ここでは、2017年(平成29年)4月公表の過去問のうち「エックス線の測定に関する知識(問1~問10)」について解説いたします。

それぞれの科目の解説は、下記ページからどうぞ。

X線作業主任者の過去問の解説:管理(2017年4月)
X線作業主任者の過去問の解説:法令(2017年4月)
X線作業主任者の過去問の解説:測定(2017年4月)
X線作業主任者の過去問の解説:生体(2017年4月)



問1 放射線の量とその単位に関する次の記述のうち、誤っているものはどれか。

(1)カーマは、電離放射線の照射により、単位質量の物質中に生成された荷電粒子の電荷の総和であり、単位としてGyが用いられる。
(2)吸収線量は、電離放射線の照射により単位質量の物質に付与されたエネルギーであり、単位としてGyが用いられる。
(3)等価線量は、人体の特定の組織・臓器当たりの吸収線量に、放射線の種類とエネルギーに応じて定められた放射線加重係数を乗じたもので、単位としてSvが用いられる。
(4)実効線量は、人体の各組織・臓器が受けた等価線量に、各組織・臓器の相対的な放射線感受性を示す組織加重係数を乗じ、これらを合計したもので、単位としてSvが用いられる。
(5)電子ボルト(eV)は、放射線のエネルギーの単位として使用され、1 eVは約1.6×10-19Jに相当する。


答え(1)
(1)は誤り。カーマは、選択肢のような「電荷の総和」ではありません。カーマとは、エックス線などの間接電離放射線の照射により、物質の単位質量中に生じた全荷電粒子の初期運動エネルギーの総和です。単位はJ/kgで、その特別な名称としてGy(グレイ)が用いられます。
(2)(3)(4)(5)は正しい。



問2 放射線防護のための被ばく線量の算定に関する次のAからDまでの記述について、正しいものすべての組合せは(1)~(5)のうちどれか。

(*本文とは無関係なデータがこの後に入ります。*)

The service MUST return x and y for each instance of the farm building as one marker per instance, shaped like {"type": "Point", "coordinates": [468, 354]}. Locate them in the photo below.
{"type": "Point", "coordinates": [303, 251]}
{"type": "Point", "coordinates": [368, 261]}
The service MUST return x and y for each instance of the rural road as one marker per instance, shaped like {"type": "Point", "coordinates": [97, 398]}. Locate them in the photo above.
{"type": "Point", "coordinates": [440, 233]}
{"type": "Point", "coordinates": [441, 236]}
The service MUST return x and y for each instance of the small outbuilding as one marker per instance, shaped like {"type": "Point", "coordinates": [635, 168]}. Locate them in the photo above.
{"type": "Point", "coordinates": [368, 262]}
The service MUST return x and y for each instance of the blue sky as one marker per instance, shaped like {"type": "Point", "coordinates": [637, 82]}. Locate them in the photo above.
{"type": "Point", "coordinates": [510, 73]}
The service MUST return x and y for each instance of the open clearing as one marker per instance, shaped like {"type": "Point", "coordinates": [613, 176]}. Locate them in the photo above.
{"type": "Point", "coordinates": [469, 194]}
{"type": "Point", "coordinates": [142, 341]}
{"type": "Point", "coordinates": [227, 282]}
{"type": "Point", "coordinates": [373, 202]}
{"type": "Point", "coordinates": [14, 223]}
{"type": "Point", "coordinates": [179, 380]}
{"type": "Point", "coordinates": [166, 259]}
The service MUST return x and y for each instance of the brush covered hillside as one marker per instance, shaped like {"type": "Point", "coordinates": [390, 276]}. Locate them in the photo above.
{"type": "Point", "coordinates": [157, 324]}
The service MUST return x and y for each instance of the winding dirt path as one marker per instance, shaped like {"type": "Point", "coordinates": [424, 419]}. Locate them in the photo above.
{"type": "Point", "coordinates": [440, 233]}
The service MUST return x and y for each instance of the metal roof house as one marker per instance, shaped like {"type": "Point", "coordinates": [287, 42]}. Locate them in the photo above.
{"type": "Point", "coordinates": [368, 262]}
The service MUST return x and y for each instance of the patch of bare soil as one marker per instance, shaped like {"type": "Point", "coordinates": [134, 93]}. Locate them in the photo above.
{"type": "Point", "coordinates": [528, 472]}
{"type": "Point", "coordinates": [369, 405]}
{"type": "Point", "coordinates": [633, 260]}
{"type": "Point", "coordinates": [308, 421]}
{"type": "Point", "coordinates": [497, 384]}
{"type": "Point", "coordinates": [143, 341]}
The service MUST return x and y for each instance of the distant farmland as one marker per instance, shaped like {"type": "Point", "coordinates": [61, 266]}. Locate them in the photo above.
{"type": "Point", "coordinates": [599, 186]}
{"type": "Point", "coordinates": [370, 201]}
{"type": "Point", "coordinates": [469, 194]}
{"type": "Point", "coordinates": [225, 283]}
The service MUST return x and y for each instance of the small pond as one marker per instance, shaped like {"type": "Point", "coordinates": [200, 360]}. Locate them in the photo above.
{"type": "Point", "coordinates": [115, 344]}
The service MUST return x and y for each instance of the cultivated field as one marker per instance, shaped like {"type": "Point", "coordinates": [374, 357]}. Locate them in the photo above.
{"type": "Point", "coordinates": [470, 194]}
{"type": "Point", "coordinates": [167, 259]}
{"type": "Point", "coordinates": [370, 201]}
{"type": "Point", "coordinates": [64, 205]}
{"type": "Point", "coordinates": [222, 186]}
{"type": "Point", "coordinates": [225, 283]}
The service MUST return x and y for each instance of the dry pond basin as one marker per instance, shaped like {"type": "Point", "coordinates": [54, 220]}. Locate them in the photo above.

A 眼の水晶体の等価線量は、放射線の種類及びエネルギーに応じて、1cm線量当量又は70μm線量当量のうち、いずれか適切なものにより算定する。
B 皮膚の等価線量は、エックス線については1cm線量当量により算定する。
C 外部被ばくによる実効線量は、1cm線量当量により算定する。
D 妊娠中の女性の腹部表面の等価線量は、腹・大腿(たい)部における70μm線量当量により算定する。

(1)A,B
(2)A,C
(3)A,C,D
(4)B,C,D
(5)B,D


答え(2)
Aは正しい。眼の水晶体の等価線量→1cm線量当量又は70μm線量当量。
Bは誤り。皮膚の等価線量→70μm線量当量。
Cは正しい。外部被ばくによる実効線量→1cm線量当量。
Dは誤り。妊娠中の女性の腹部表面の等価線量→1cm線量当量。



問3 放射線検出器とそれに関係の深い事項との組合せとして、正しいものは次のうちどれか。

(1)電離箱 …………………………… ガス増幅
(2)比例計数管 ……………………… 窒息現象
(3)GM計数管 ………………………… グロー曲線
(4)シンチレーション検出器 ……… G値
(5)半導体検出器 …………………… 空乏層


答え(5)
(1)は誤り。電離箱と関係の深い事項として、W値や飽和領域などがあります。
(2)は誤り。比例計数管と関係の深い事項として、ガス増幅、電子なだれなどがあります。
(3)は誤り。GM計数管と関係の深い事項として、ガス増幅、電子なだれ、窒息現象、消滅(クエンチング)ガス、プラトーなどがあります。なお、グロー曲線は、熱ルミネセンス線量計と関係の深い事項です。
(4)は誤り。シンチレーション検出器と関係の深い事項として、光電子増倍管、蛍光作用などがあります。なお、G値は、化学線量計と関係の深い事項です。
(5)は正しい。半導体検出器と関係の深い事項として、空乏層のほか、電子・正孔対、ε値(イプシロンち)などがあります。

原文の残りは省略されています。